Over July and August, we received several reports about always the same cryptic bug happening quite sparsely. We were methodically disproving every hypothesis about this bug and slowly accepting our feat of creating a very specific and complex test setup to reproduce andproperly analyze the bug.
Last week (and the weekend before), this changed significantly. Over just 48 hours we received more crash reports than in the last two months. Yet, expecting that most of these are going to be the same bug over and over again, we calmly opened them one after another to find out that … we have never seen any single one of these.
One should not be surprised by this. People run a wild range of very different configurations, and in September, everybody starts deploying new versions. But as always, even though anticipated and expected, we never actually account for this so we were caught by surprise a little bit.
Fortunately, all the bugs had quite obvious solutions, so we chewed through them easily, until I opened the core dump sent by Rob Lister, and froze. Just the backtrace told me enough. This failed assertion was in a completely legitimate code path, and anybody could crash a remote BIRD just by closing their BGP session with an additional message. In BIRD words, running disable bgp1 "lol bye" was not only a bye for this one session, but the BIRD on the other side would crash on this assertion. Always.
There is no doubt why we haven’t caught this exact crash much earlier. This feature is not covered by our autotests. Will be soon but it isn’t now.
Well, but you haven’t come for the story, have you? Why is there an assertion in the first place?
The Assert
BIRD 3 is multithreaded, and therefore needs locking. To achieve this, we have split BIRD 3 into different domains. If we were writing BIRD 3 from scratch, we would have probably used a memory model where data are passed between domains always asynchronously, through some message queues and other mechanisms. But we are carrying all the BIRD 2 code all along because nobody wanted to reimplement all the protocols.

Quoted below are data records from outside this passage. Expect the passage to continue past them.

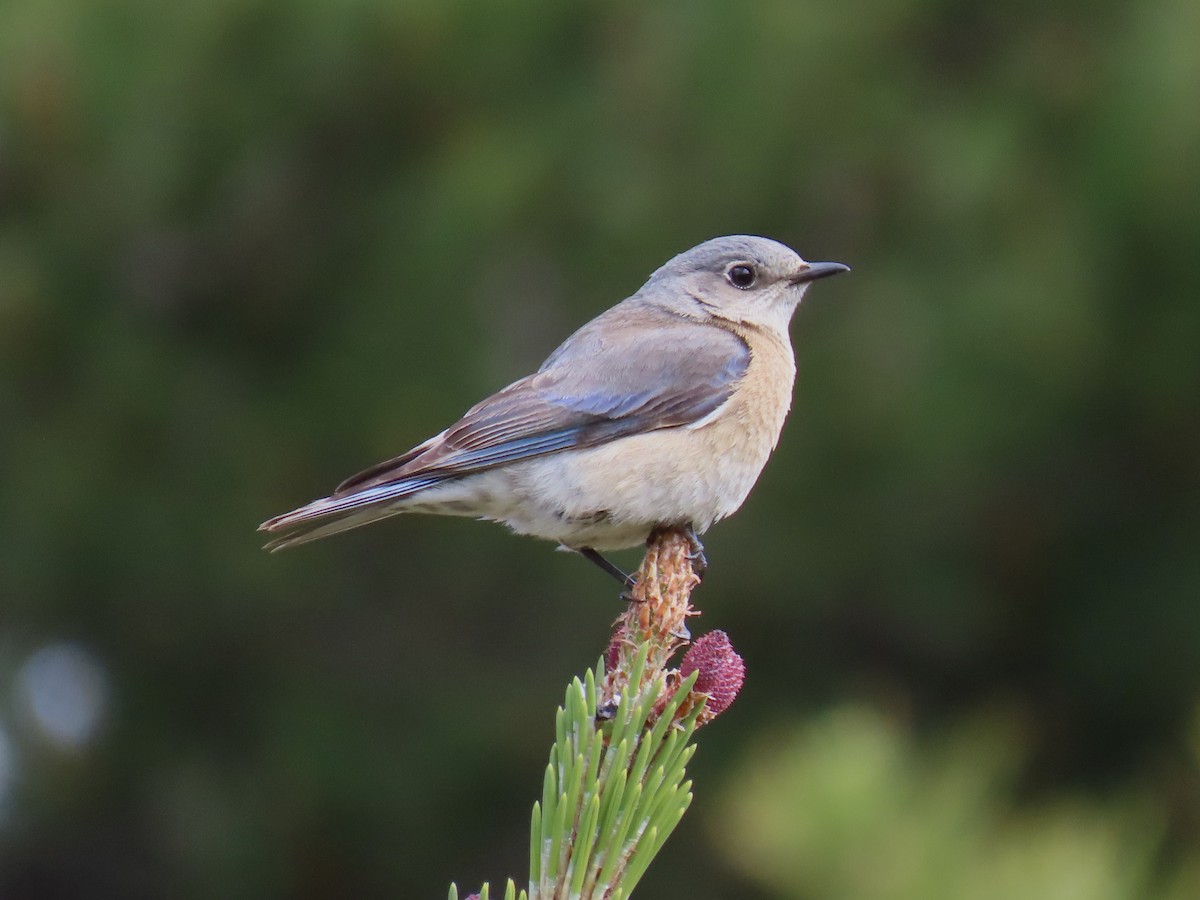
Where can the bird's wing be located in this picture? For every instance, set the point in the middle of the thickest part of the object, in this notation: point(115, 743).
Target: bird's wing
point(611, 379)
point(601, 385)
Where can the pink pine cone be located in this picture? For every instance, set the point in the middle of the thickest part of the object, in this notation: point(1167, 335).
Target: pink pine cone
point(721, 671)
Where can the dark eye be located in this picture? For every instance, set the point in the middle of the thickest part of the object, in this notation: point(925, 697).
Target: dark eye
point(742, 276)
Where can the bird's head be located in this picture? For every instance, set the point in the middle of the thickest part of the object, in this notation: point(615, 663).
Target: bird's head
point(739, 279)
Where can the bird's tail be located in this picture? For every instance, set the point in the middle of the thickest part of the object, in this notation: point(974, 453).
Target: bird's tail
point(336, 514)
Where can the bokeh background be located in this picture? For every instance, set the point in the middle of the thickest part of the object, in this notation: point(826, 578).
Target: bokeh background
point(249, 247)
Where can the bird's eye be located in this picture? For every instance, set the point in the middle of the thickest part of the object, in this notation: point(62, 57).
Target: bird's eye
point(741, 276)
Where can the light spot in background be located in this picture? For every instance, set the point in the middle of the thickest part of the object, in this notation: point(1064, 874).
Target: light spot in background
point(64, 689)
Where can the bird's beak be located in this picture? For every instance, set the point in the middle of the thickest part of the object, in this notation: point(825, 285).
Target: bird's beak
point(819, 270)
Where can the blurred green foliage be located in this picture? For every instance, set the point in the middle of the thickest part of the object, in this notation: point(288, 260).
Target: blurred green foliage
point(247, 249)
point(852, 807)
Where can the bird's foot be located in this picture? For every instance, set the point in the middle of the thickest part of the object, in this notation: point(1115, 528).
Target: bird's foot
point(627, 581)
point(696, 553)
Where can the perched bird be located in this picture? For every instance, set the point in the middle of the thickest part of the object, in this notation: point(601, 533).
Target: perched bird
point(660, 412)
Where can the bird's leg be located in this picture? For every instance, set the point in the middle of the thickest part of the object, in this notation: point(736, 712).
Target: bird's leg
point(695, 552)
point(625, 580)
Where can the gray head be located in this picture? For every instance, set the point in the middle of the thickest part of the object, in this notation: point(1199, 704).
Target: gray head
point(738, 277)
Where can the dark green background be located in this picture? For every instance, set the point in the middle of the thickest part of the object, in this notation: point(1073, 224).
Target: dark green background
point(247, 249)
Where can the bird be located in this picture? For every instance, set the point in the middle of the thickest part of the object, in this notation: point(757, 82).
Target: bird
point(659, 413)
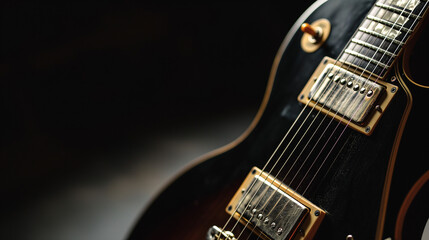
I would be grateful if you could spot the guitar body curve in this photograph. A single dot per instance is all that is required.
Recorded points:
(361, 187)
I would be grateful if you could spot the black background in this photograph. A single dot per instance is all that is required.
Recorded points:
(86, 79)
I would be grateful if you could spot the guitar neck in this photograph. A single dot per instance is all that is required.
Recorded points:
(383, 33)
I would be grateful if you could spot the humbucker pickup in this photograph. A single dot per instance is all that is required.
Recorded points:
(355, 99)
(273, 210)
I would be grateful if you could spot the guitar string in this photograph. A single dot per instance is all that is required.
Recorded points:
(269, 160)
(247, 192)
(405, 36)
(368, 63)
(314, 132)
(424, 8)
(384, 69)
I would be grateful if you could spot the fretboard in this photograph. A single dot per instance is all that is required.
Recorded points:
(383, 33)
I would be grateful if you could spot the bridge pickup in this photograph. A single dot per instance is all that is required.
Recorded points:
(350, 97)
(272, 210)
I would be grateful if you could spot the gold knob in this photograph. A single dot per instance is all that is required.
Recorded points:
(307, 28)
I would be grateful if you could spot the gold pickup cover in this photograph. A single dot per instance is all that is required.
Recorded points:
(273, 210)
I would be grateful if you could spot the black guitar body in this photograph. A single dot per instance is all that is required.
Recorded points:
(356, 170)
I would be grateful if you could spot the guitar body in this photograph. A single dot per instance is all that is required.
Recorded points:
(364, 179)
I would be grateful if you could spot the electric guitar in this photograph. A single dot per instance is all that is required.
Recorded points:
(338, 149)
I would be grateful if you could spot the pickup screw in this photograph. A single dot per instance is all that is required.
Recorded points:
(336, 78)
(266, 220)
(367, 129)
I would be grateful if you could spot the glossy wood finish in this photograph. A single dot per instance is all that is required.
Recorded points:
(350, 184)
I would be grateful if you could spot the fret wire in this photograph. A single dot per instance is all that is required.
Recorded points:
(373, 47)
(389, 24)
(379, 35)
(397, 10)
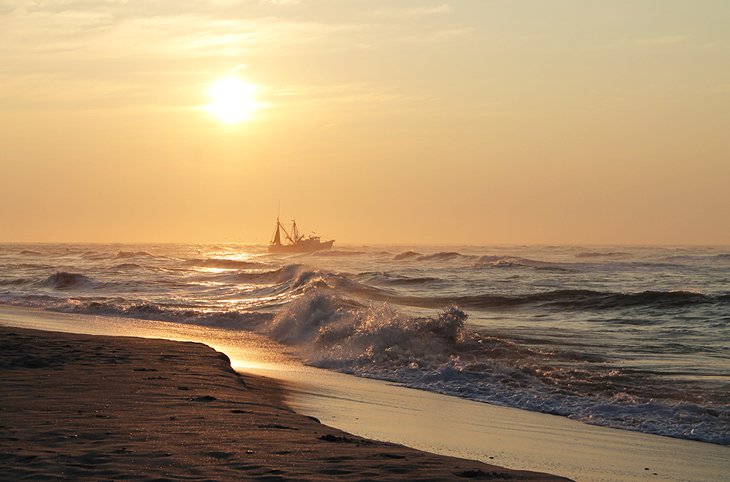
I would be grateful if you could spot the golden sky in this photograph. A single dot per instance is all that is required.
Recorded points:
(461, 122)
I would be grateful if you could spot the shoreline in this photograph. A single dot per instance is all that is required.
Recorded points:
(93, 406)
(424, 420)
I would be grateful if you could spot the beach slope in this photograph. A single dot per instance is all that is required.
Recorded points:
(100, 407)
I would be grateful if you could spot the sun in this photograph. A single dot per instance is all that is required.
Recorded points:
(232, 100)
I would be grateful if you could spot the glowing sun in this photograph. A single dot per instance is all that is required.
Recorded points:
(232, 100)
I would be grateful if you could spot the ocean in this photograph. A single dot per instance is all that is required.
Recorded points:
(636, 338)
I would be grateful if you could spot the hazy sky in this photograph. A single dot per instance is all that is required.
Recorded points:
(467, 122)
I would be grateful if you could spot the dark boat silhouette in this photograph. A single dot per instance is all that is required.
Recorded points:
(296, 243)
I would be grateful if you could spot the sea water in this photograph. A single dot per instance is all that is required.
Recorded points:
(635, 338)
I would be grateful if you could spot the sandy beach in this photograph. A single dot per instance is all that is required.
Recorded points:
(101, 407)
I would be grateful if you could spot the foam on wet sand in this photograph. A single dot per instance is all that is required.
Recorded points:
(101, 407)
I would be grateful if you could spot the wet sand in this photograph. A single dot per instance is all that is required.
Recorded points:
(86, 407)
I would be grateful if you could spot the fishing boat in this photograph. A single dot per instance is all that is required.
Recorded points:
(297, 243)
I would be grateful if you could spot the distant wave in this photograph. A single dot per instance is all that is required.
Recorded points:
(15, 281)
(722, 257)
(227, 263)
(602, 254)
(62, 280)
(336, 252)
(406, 255)
(128, 266)
(30, 252)
(517, 262)
(134, 254)
(570, 299)
(393, 279)
(440, 256)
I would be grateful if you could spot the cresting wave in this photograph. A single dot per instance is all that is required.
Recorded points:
(561, 330)
(441, 354)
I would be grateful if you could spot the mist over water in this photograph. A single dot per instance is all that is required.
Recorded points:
(635, 338)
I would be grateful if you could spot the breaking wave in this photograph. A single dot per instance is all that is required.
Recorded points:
(134, 254)
(440, 354)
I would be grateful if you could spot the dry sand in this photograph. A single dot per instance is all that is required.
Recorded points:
(101, 408)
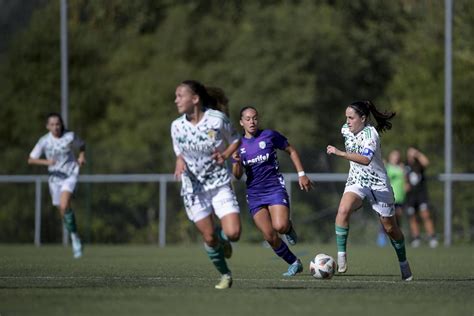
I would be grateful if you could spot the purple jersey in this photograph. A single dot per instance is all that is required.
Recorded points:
(258, 155)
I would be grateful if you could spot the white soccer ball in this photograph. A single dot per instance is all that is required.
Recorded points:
(323, 266)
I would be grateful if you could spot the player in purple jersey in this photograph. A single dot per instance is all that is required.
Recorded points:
(266, 193)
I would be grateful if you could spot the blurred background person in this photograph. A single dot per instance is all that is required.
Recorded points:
(396, 173)
(58, 148)
(417, 198)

BIRD 2 is very liberal in what can be accessed synchronously from which place. You may end up with multiple protocols and tables on the stack, and the function importing a route into a table does not return until all the export routines have been processed. It’s a genial approach indeed, but a deadlock hell for multithreading.

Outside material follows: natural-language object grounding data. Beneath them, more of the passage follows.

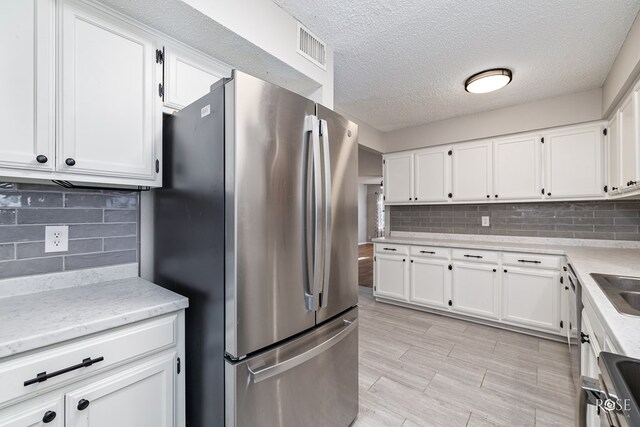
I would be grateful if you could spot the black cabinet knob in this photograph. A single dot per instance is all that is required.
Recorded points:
(48, 417)
(83, 404)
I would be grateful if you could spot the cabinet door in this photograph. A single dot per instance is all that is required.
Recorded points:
(472, 171)
(476, 289)
(142, 396)
(573, 162)
(189, 76)
(27, 82)
(398, 173)
(531, 298)
(517, 168)
(432, 175)
(108, 97)
(39, 411)
(391, 276)
(613, 155)
(430, 282)
(629, 139)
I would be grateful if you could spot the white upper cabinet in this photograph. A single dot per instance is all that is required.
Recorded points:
(613, 155)
(472, 165)
(398, 178)
(573, 162)
(432, 175)
(27, 82)
(188, 76)
(629, 140)
(107, 118)
(517, 168)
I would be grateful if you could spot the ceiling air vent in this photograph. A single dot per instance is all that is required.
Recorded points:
(311, 47)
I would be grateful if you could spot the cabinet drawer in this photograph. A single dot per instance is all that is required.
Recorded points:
(429, 252)
(474, 255)
(385, 248)
(532, 260)
(106, 350)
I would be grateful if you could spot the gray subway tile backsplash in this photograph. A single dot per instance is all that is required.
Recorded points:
(103, 228)
(619, 220)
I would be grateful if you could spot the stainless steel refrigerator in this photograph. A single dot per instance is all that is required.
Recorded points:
(257, 225)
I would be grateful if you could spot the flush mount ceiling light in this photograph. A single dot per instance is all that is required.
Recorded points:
(488, 81)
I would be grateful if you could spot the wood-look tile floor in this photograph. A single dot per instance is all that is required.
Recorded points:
(423, 369)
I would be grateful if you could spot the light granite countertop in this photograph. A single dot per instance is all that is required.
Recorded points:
(623, 330)
(41, 318)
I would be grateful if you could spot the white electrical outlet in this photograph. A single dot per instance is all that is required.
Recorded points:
(56, 238)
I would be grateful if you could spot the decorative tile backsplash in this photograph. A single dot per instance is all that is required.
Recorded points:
(610, 220)
(103, 228)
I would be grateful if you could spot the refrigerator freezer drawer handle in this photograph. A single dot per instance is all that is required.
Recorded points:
(277, 369)
(326, 156)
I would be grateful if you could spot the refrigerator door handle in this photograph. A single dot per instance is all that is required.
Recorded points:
(314, 255)
(326, 155)
(258, 375)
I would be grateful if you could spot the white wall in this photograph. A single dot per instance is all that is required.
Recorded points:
(624, 70)
(563, 110)
(362, 213)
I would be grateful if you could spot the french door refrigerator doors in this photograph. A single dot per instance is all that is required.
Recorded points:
(309, 381)
(268, 202)
(339, 139)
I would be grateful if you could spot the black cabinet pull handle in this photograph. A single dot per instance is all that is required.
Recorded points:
(48, 417)
(43, 376)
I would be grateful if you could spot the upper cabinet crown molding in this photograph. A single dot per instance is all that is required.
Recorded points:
(28, 79)
(532, 166)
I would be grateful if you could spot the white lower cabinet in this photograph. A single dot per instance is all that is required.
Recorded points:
(391, 276)
(430, 282)
(44, 410)
(515, 289)
(530, 298)
(138, 397)
(476, 289)
(134, 383)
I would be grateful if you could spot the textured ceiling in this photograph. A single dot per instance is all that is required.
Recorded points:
(401, 63)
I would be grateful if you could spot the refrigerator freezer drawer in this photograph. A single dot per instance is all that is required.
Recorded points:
(310, 381)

To handle everything without needing to rewrite all the internal APIs at once, we sorted the locking domains so that they are partially ordered, and the rule is that every routine is allowed to lock another domain if all the currently held domains are strictly before that one being locked. To show an example, a protocol instance is allowed to enter a table context because all tables are strictly after all protocols. But a table routine can not enter a protocol instance, and has to use some notification mechanism. Also, BGP can not directly enter a BMP context and dump the messages synchronously, which brought quite some pain when merging BMP implementation into BIRD 3.
What happened here, is simple. The BGP protocol routine handling the Notification message asked for allocation from proto_pool which is a global resource pool, a parent pool for all the protocol instances. This pool is locked by the the_bird domain, which is the toplevel domain nobody is allowed to enter; it is always held by the main thread which handles reconfiguration, toplevel operations, CLI and several protocols not yet threadified. And because that routine is not running inside the the_bird context, the deadlock prevention mechanism crashed BIRD, instead of risking deadlock.
Deadlock Prevention
Honestly, in this exact situation, a deadlock was very improbable, so crashing the whole BIRD might look like an overkill. Until you have to deal with it in real life. First, even detecting a deadlock is hard. BIRD handles amounts of work large enough to simply suspect some performance issue first. Worse than that, not crashing means not being restarted by SystemD.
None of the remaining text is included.